“Section 21 of Trinidad’s Copyright Act, among other things, expressly gives the performer the exclusive right to broadcast and rebroadcast his/her performance…
“There is absolutely no exception, or limitation, in our intellectual property laws that would sanction the live streaming of the entire Machel Monday concert.”
The following Letter to the Editor on the practice of live streaming from commercial events was submitted to Wired868 by Dr Emir Crowne, Barrister and Senior Lecturer, UWI, Mona Campus:
On Thursday last week a national newspaper carried a story that suggested that live streaming Carnival events—the Machel Monday concert in particular—was not illegal. That is simply untrue.
The story, paraphrasing an intellectual property law attorney, states that “as long as streamers like Coutain are not profiting, or live stream without the intent to, then they are basically outside the ambit of the law.” Again, this is simply untrue.
That story quotes the attorney as stating that our intellectual property laws have “finally started to take baby steps” and we “have not been where the rest of the world has in terms of intellectual property law.” Again, nothing could be further from the truth.
First, live streaming an entire concert, or a substantial part of it, is an infringement of copyright. The profit motive is immaterial in terms of the actual infringement.
Section 21 of Trinidad’s Copyright Act, among other things, expressly gives the performer the exclusive right to broadcast and rebroadcast his/her performance. In fact, the entire Part V of the Copyright Act deals with so-called “neighbouring rights”—namely the rights inherent in performances, sound recordings and broadcasts.

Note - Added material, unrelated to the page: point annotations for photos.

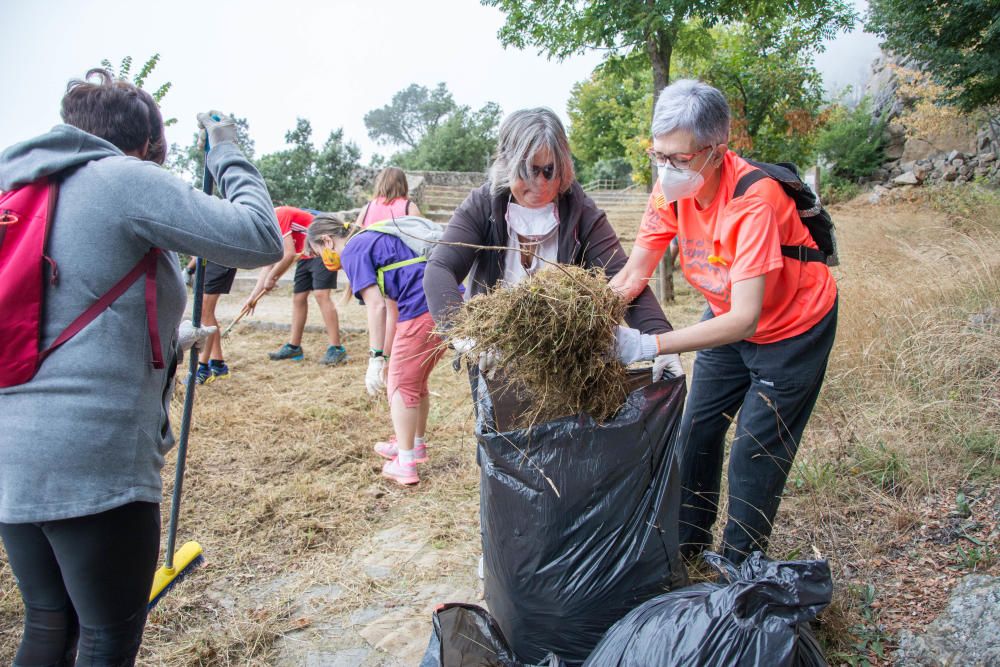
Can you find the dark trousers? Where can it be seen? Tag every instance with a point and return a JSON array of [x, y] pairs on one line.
[[774, 387], [85, 583]]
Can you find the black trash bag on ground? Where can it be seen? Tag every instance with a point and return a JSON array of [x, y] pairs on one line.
[[579, 520], [761, 617], [467, 636]]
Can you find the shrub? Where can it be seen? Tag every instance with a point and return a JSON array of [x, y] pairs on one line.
[[851, 143]]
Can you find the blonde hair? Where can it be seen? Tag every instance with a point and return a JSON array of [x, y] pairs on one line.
[[391, 184]]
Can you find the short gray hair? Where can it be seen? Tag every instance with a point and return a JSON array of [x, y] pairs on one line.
[[695, 107], [522, 134]]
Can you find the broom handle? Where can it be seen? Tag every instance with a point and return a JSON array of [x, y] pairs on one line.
[[199, 290]]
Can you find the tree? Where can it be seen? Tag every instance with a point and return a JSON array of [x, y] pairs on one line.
[[413, 112], [655, 28], [305, 177], [609, 119], [773, 89], [438, 133], [139, 80], [462, 142], [958, 41], [560, 28]]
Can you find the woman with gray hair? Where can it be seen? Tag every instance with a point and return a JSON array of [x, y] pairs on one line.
[[765, 339], [531, 203]]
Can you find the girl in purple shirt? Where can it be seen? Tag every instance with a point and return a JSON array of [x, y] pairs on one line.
[[403, 348]]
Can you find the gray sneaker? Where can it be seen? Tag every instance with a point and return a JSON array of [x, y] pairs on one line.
[[335, 354]]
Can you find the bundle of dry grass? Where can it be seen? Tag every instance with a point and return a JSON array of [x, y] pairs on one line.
[[554, 333]]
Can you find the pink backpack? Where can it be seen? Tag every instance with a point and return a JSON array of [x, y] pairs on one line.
[[25, 219]]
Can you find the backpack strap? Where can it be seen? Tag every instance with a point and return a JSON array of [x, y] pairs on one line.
[[799, 252], [147, 266], [380, 272]]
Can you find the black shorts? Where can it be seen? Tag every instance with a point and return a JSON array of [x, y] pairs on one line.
[[218, 279], [310, 274]]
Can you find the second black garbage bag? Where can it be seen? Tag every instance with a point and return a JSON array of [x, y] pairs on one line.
[[579, 520]]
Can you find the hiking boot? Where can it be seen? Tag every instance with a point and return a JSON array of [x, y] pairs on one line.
[[220, 371], [287, 351], [387, 449], [399, 473], [335, 354], [203, 374]]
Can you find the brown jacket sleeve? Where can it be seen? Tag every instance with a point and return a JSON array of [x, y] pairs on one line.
[[602, 248], [449, 265]]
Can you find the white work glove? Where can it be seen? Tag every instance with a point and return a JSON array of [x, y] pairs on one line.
[[667, 366], [632, 346], [375, 376], [219, 131], [189, 336], [488, 359]]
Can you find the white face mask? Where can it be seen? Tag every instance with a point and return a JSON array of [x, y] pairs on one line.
[[534, 223], [680, 183]]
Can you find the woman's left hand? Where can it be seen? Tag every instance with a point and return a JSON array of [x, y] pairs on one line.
[[631, 345]]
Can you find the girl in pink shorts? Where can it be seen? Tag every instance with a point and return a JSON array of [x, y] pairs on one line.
[[388, 276]]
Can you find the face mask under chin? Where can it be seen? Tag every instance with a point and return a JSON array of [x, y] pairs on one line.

Indeed, small snippets of the broadcast undoubtedly qualify under the ‘news reporting’ provisions of the Copyright Act. But that’s it. There is absolutely no exception, or limitation, in our intellectual property laws that would sanction the live streaming of the entire Machel Monday concert.
Second, Trinidad & Tobago’s intellectual property laws are quite modern. They are, in fact, compliant with our obligations under the Agreement on Trade-Related Aspects of Intellectual Property Rights (“TRIPS”) and put us on par with the intellectual property laws of most other countries in the world.
Our laws have not “finally” started to take “baby steps”. They are walking all on their own.
In fact, in 2015, I was retained by the World Intellectual Property Organization—a specialized agency of the United Nations—to co-author a report, and co-chair, a Sub-Regional Roundtable on Intellectual Property Teaching, Training and Research in the Commonwealth Caribbean.
If anything, that report revealed that the laws were, in fact, in place and what was needed was greater co-ordination and awareness building among the various stakeholders. The current, and unfortunate, misinformation feeds directly into that finding.